Page MenuHome GnuPG

Kleopatra: Initial keylisting sometimes fails or hangs for some seconds
Open, HighPublic

Description

On Linux, this problem is extremely hard to reproduce by running Kleopatra. The easiest way to reproduce this on Linux is to run libkleo's keyresolvercoretest (which consists of 58 tests where each one uses a separate temporary GNUPGHOME and each of those tests initializes the KeyCache by doing keylistings with gpg and gpgsm) in a loop until it fails (see also https://invent.kde.org/pim/libkleo/-/issues/2), e.g. by running the following in the build folder of libkleo:

while ctest --output-on-failure -R keyresolvercore; do echo; done

I ran the tests with GPGME_DEBUG=8:$(pwd)/gpgme-$(date +"%Y-%m-%d-%H%M%S").log to get gpgme logs.

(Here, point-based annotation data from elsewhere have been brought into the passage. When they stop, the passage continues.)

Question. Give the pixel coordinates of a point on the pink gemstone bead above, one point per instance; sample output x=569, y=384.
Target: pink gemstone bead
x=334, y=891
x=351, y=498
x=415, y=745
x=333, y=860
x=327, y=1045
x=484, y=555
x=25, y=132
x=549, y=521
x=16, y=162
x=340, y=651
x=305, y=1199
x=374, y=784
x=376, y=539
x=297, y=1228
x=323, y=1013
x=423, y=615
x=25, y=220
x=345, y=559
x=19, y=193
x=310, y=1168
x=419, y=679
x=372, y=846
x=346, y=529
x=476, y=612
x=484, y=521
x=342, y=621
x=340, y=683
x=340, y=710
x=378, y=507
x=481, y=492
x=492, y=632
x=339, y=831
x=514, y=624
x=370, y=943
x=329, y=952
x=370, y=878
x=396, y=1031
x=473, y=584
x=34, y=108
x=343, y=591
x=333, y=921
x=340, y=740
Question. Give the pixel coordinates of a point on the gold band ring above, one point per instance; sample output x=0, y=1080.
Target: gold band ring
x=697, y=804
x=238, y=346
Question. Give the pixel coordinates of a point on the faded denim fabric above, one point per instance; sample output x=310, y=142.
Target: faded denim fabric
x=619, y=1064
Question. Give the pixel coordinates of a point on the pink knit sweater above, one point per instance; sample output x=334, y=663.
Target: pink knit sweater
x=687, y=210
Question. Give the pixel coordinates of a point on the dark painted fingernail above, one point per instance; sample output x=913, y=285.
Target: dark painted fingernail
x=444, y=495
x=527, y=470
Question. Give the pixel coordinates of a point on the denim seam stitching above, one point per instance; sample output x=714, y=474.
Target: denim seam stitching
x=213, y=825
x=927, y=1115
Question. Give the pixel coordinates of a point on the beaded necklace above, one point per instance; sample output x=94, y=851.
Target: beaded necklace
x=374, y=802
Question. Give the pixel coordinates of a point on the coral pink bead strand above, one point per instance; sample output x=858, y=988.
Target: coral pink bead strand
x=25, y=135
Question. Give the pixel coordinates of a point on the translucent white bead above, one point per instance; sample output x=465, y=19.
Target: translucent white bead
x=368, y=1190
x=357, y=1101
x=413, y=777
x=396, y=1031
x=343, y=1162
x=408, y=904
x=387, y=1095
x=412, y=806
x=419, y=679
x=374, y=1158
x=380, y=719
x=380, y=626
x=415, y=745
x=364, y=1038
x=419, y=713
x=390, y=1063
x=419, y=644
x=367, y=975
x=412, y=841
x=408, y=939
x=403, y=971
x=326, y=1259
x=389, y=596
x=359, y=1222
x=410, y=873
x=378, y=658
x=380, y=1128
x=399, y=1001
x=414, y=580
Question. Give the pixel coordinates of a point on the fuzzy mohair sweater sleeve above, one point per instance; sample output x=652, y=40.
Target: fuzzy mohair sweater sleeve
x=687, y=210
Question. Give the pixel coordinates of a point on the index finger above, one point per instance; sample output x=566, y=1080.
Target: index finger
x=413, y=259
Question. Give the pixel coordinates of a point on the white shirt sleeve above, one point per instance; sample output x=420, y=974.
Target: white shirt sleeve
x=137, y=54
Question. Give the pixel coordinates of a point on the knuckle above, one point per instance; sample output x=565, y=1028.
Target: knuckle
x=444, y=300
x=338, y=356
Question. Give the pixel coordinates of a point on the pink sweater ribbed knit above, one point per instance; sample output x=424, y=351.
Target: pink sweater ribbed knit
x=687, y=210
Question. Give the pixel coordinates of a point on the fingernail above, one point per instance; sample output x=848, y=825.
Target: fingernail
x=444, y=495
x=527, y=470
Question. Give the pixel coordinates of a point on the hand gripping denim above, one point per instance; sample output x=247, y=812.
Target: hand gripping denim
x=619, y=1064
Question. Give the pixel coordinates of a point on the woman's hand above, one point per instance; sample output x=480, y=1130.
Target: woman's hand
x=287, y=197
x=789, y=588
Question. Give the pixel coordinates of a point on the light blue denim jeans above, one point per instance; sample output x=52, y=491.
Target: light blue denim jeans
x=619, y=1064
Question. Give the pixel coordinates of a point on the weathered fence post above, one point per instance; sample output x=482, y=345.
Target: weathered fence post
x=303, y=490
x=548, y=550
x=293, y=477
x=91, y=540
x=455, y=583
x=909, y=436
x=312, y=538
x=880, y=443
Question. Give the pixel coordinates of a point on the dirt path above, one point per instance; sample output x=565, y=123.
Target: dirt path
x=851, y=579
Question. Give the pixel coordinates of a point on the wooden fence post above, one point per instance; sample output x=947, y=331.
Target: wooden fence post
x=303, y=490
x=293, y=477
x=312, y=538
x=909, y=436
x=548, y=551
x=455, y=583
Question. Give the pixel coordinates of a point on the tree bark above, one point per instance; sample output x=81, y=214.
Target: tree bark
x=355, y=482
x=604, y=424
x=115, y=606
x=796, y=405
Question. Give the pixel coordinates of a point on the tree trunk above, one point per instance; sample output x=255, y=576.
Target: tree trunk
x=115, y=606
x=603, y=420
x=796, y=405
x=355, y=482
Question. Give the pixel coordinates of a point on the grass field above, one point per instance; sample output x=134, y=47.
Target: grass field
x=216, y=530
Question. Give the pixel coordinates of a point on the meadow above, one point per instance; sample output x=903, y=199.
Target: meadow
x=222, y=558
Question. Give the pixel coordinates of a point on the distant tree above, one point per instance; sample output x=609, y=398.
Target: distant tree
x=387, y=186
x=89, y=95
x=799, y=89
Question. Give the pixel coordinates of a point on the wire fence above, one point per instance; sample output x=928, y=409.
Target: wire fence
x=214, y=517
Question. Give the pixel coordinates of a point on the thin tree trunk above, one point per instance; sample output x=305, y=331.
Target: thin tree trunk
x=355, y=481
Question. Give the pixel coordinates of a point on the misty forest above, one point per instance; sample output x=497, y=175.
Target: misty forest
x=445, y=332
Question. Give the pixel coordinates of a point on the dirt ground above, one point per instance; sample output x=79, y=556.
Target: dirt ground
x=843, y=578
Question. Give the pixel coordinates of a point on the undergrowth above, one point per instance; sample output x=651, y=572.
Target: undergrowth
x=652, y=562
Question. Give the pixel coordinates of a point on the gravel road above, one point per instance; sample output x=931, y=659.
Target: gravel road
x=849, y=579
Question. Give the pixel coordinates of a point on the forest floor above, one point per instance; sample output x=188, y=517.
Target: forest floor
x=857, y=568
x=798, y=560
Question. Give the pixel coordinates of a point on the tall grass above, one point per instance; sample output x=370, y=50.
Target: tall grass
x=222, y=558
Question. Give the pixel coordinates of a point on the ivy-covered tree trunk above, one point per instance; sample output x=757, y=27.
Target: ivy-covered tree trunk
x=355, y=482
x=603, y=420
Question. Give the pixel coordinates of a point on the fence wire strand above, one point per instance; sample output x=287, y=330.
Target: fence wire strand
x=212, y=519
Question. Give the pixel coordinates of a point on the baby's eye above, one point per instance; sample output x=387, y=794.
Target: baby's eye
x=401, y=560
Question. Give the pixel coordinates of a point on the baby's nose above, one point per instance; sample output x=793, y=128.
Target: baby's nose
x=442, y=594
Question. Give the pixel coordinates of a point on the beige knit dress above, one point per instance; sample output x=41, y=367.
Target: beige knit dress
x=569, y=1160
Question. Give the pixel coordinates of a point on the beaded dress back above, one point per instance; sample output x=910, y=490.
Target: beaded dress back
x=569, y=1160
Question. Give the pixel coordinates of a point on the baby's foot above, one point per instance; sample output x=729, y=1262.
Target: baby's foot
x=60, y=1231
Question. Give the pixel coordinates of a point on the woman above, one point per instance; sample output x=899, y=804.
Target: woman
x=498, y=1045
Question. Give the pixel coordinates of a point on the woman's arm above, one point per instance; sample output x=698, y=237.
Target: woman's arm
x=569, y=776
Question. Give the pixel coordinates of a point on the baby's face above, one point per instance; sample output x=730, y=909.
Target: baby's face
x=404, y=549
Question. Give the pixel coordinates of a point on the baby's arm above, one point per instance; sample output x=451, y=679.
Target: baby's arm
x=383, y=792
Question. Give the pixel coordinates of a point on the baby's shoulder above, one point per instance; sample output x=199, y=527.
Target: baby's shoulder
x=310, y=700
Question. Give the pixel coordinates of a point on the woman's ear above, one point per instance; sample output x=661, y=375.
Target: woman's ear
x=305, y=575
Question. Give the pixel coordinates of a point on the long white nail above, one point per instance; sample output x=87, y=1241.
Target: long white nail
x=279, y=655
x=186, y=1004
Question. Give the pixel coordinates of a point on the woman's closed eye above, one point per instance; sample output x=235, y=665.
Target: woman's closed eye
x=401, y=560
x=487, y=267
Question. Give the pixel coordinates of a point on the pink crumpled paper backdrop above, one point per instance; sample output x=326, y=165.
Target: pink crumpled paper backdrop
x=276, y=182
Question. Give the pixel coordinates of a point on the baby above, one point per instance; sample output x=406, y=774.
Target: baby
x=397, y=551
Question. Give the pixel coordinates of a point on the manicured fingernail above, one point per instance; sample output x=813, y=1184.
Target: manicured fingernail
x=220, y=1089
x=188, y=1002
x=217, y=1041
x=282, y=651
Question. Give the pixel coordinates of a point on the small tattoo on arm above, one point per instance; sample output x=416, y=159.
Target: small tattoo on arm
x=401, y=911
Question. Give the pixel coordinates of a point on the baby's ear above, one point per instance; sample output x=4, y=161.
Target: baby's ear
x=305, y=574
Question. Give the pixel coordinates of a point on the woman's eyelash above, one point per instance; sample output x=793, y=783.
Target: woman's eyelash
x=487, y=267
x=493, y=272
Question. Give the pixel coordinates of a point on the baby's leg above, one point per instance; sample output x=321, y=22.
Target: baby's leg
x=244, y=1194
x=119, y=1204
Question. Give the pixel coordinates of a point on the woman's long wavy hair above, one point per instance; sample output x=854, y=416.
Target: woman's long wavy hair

It took 109 tries and 25 tries until the test failed. Additionally, in the first iteration 2 out of the 109 runs took ~10 seconds instead of ~3 seconds and in the second iteration 3 out of the 25 tries took ~10 seconds instead of ~3 seconds.

The gpgme logs of the first failure indicate that gpgsm failed to start gpg-agent. The gpgme logs of the second failure seem to indicate that gpg tried a few times to start gpg-agent before it could connect to gpg-agent. I'll attach the logs.

In any case, the logging suggests that performing concurrent keylistings with gpg and gpgsm without already running gpg-agent, so that gpg and gpgsm race to start gpg-agent, sometimes (on Linux very rarely) results in a failure of one of the keylistings.

To avoid this problem I will serialize the two keylistings done by KeyCache.

Event Timeline

gpgme logs for a failed test where the keylisting with gpgsm failed

gpgme logs for a failed test where the keylisting with gpg was delayed for several seconds

I have reproduced this with libkleo from our gpg4win/24.05 branch and with gpg (GnuPG) 2.4.6-beta102 (HEAD of STABLE-BRANCH-2-4) and current master of gpgme and all GnuPG libraries. It took just 8 runs until a unittest failed.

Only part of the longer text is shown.